Box office sales for “Hair” have been strong. Edelstein said the show’s first day of single-ticket sales was one of the best ever for any Globe musical. He attributes that success to the public’s desire to return to the theater, but also because “Hair” has broad appeal for older audiences who remember the ‘60s and younger audiences who are the yearning change-makers of tomorrow.
“We like to think that we’ve progressed, and of course in countless important ways, we have, but we’re still struggling with economic inequality, systemic racism, sexual hypocrisy, violence on the streets, strange foreign military entanglements ... the whole bitter stew of the late ‘60s,” Edelstein said. “The language we use about these issues may have changed, but their complexities have not ... ‘Hair’ is not a period piece. I think it retains all of its power precisely because America will always wrestle with its demons as it tries to be its best self.”
“Hair: the American Tribal Love-Rock Musical”

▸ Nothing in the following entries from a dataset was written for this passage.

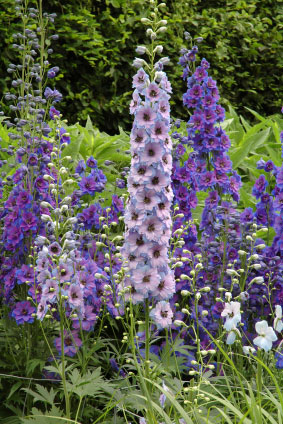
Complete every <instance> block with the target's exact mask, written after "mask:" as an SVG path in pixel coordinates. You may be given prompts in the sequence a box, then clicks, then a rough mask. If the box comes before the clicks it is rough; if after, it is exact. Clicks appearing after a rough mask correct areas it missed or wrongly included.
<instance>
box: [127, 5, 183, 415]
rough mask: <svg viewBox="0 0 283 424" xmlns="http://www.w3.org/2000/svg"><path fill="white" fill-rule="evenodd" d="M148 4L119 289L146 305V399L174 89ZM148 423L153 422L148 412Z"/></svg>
mask: <svg viewBox="0 0 283 424" xmlns="http://www.w3.org/2000/svg"><path fill="white" fill-rule="evenodd" d="M150 4H151V7H152V11H151V14H150V16H151V19H147V18H144V19H142V23H144V24H145V25H147V26H148V29H147V31H146V34H147V36H148V37H149V39H150V44H149V45H148V46H138V47H137V50H136V51H137V53H139V54H147V57H148V60H147V61H146V60H143V59H139V58H136V59H135V60H134V64H133V65H134V66H135V67H137V68H138V71H137V73H136V75H135V76H134V77H133V88H134V92H133V100H132V102H131V105H130V113H131V114H133V115H134V123H133V127H132V131H131V156H132V158H131V168H130V173H129V177H128V191H129V198H128V202H127V205H126V211H125V242H124V246H123V248H122V251H121V253H122V255H123V259H124V262H125V265H126V267H127V268H126V269H127V274H126V277H125V279H124V282H123V286H124V287H123V288H127V289H128V290H129V293H130V294H129V295H127V297H126V298H127V299H130V300H131V302H132V303H133V304H136V303H144V309H145V336H146V338H145V378H146V385H147V387H146V388H145V391H146V395H147V397H148V392H149V389H150V388H149V386H148V384H147V382H148V379H149V377H150V368H149V364H150V361H149V345H150V318H153V319H154V321H155V323H156V325H157V327H158V328H167V327H168V326H170V324H171V323H172V317H173V312H172V310H171V307H170V304H169V303H168V302H167V300H168V299H170V298H171V297H172V296H173V294H174V292H175V280H174V274H173V272H172V271H171V270H170V267H169V258H168V248H169V240H170V236H171V226H172V220H171V215H170V209H171V202H172V198H173V193H172V189H171V170H172V156H171V150H172V142H171V139H170V136H169V130H170V106H169V98H170V93H171V92H172V89H171V85H170V82H169V81H168V79H167V76H166V73H165V72H164V71H163V68H164V65H166V64H167V63H168V62H169V59H168V58H166V57H162V58H161V59H159V60H157V61H156V59H155V58H156V55H157V54H161V53H162V51H163V47H162V46H161V45H159V44H157V38H158V36H159V34H162V33H163V32H165V31H166V24H167V22H166V21H165V20H162V19H161V20H160V10H161V9H162V7H163V6H165V4H164V3H161V4H159V5H158V4H157V1H156V0H152V1H150ZM150 310H151V311H150ZM131 316H132V314H131ZM132 340H133V338H132ZM133 352H135V349H134V347H133ZM134 356H135V355H134ZM143 386H144V385H143ZM148 420H149V422H155V421H154V417H153V415H152V411H151V408H149V413H148Z"/></svg>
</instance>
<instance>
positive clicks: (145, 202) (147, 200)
mask: <svg viewBox="0 0 283 424" xmlns="http://www.w3.org/2000/svg"><path fill="white" fill-rule="evenodd" d="M143 203H145V204H146V205H149V204H150V197H145V198H144V199H143Z"/></svg>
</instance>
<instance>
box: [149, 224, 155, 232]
mask: <svg viewBox="0 0 283 424" xmlns="http://www.w3.org/2000/svg"><path fill="white" fill-rule="evenodd" d="M154 230H155V227H154V224H149V226H148V227H147V231H150V232H152V231H154Z"/></svg>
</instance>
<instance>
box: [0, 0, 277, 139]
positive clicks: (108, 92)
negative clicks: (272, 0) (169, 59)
mask: <svg viewBox="0 0 283 424" xmlns="http://www.w3.org/2000/svg"><path fill="white" fill-rule="evenodd" d="M43 3H46V4H43V5H44V9H45V10H46V11H47V12H57V14H58V18H57V20H56V25H55V26H56V29H57V32H58V34H59V35H60V41H59V42H58V43H57V45H55V44H54V46H53V48H54V55H53V58H52V62H53V63H54V64H56V65H57V66H59V67H60V69H61V74H60V75H61V80H60V81H58V82H57V86H58V89H59V90H60V91H61V92H62V93H63V94H64V102H63V104H62V112H63V113H64V116H66V117H67V118H68V119H69V120H70V121H72V123H74V121H76V120H79V121H85V120H86V119H87V116H88V115H89V116H90V117H91V119H92V121H93V122H94V124H95V126H97V127H99V128H100V129H101V130H103V131H106V132H108V133H110V134H115V133H117V132H118V126H119V125H121V126H122V127H123V128H126V129H129V125H130V120H129V117H128V113H127V105H128V103H129V101H130V93H131V91H130V90H131V86H130V83H129V80H130V77H131V76H132V75H133V69H132V67H131V62H132V60H133V58H134V53H133V50H134V48H135V46H136V45H137V44H141V43H143V42H144V36H143V34H142V33H141V31H140V28H139V20H140V18H141V17H142V16H145V9H146V7H147V5H146V3H145V2H144V1H143V0H133V1H129V0H107V1H105V2H104V1H91V0H82V1H80V2H79V3H78V2H76V1H74V0H69V1H68V2H67V3H66V2H63V3H62V2H59V1H58V0H49V1H48V2H43ZM12 4H13V1H12V0H5V1H4V0H0V7H1V10H3V15H2V16H3V18H2V21H1V22H0V25H1V32H0V46H1V51H2V53H3V56H4V59H3V63H2V65H1V67H0V89H1V92H2V93H3V92H4V89H5V88H6V82H7V78H8V77H7V74H6V69H5V68H6V67H7V65H8V63H9V61H11V60H12V52H11V49H10V48H9V45H10V44H11V43H12V33H13V32H14V31H17V24H16V19H15V16H14V12H13V8H12ZM167 7H168V12H167V13H166V14H165V16H164V17H165V18H166V19H167V20H168V21H169V23H170V25H169V29H168V33H167V34H166V41H167V47H166V54H168V56H169V57H171V58H172V60H174V59H173V58H174V57H175V52H176V49H178V48H180V47H181V46H182V44H183V32H184V30H187V31H190V32H191V34H192V36H193V37H196V36H201V37H203V38H204V40H205V43H204V44H203V45H201V46H200V54H201V55H202V56H204V57H206V59H207V60H208V61H209V62H210V63H211V66H212V69H213V75H212V76H213V78H216V79H217V81H218V86H219V88H220V92H221V96H222V98H224V102H226V104H227V102H230V103H231V104H232V105H233V106H234V107H236V105H237V108H238V111H239V112H240V113H241V114H243V115H244V116H245V117H246V115H247V112H246V110H245V109H244V106H247V107H250V108H251V109H253V110H257V111H258V112H259V113H261V114H263V115H264V116H266V115H270V114H273V113H276V112H277V111H278V108H279V106H280V85H282V72H281V69H282V57H283V56H282V47H281V41H282V33H281V31H280V30H281V23H280V14H281V12H282V10H281V5H280V4H279V2H273V1H272V0H264V1H258V0H253V1H252V2H245V1H229V0H222V1H209V2H200V1H198V0H192V1H190V2H187V1H185V0H181V1H176V0H174V1H173V0H171V1H168V2H167ZM7 23H8V24H9V25H7ZM70 64H71V65H72V66H70ZM4 65H5V66H4ZM177 69H178V68H176V63H174V62H173V63H172V65H171V67H170V68H169V70H168V75H169V78H170V80H171V82H172V85H173V89H174V95H173V96H172V105H175V113H176V115H177V114H178V115H179V116H180V117H181V116H183V117H184V118H185V115H184V112H183V111H182V104H181V99H182V83H181V81H180V78H179V75H180V72H179V70H177ZM106 116H107V119H106V118H105V117H106Z"/></svg>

When: Previews Tuesday through Saturday; opens Aug. 15 and runs through Sept. 26 (show times vary between 7 and 8 p.m.)
Where: Lowell Davies Festival Theatre, Old Globe, 1363 Old Globe Way, San Diego
Tickets: $37 and up
Phone: (619) 234-5623
Online: theoldglobe.org
‘Hair’ trivia
Origins: New York actors, friends and sometimes lovers James Rado and Gerome Ragni teamed up with composer Galt MacDermot to write “Hair: the American Tribal Love-Rock Musical,” which premiered in October 1967 at Joseph Papp’s Public Theatre off Broadway. It was inspired by Rado and Ragni’s experiences growing their hair, hanging out in the early ‘60s with hippies and atttending “Be-Ins.”
Broadway: “Hair” opened on Broadway in April 1968, starring co-writers Rado and Ragni as lead characters Claude and Berger, respectively. It was a smash, running for 1,750 performances.
Firsts: Hair is credited as the first Broadway show to feature a same-sex kiss and a rock ‘n’ roll score. It was also the first Broadway musical to feature full nudity. To get around a New York city ordinance banning nude actors moving onstage, the “Hair” actors stood still in a line for the brief scene each night.
Soundtrack: The Broadway cast recording for “Hair” was No. 1 on the Billboard charts for 13 weeks in 1969.
Film: “Hair” became a movie in 1979 but, with the hippie era and Vietnam war were long over, so it was more a retrospective of that moment in time. The film had several major plot changes and 10 fewer songs.
Tony Awards: Though nominated for two Tonys in 1969, “Hair” didn’t win. But Public Theatre’s revival in Central Park in 2008 won the 2009 Tony Award for Best Revival.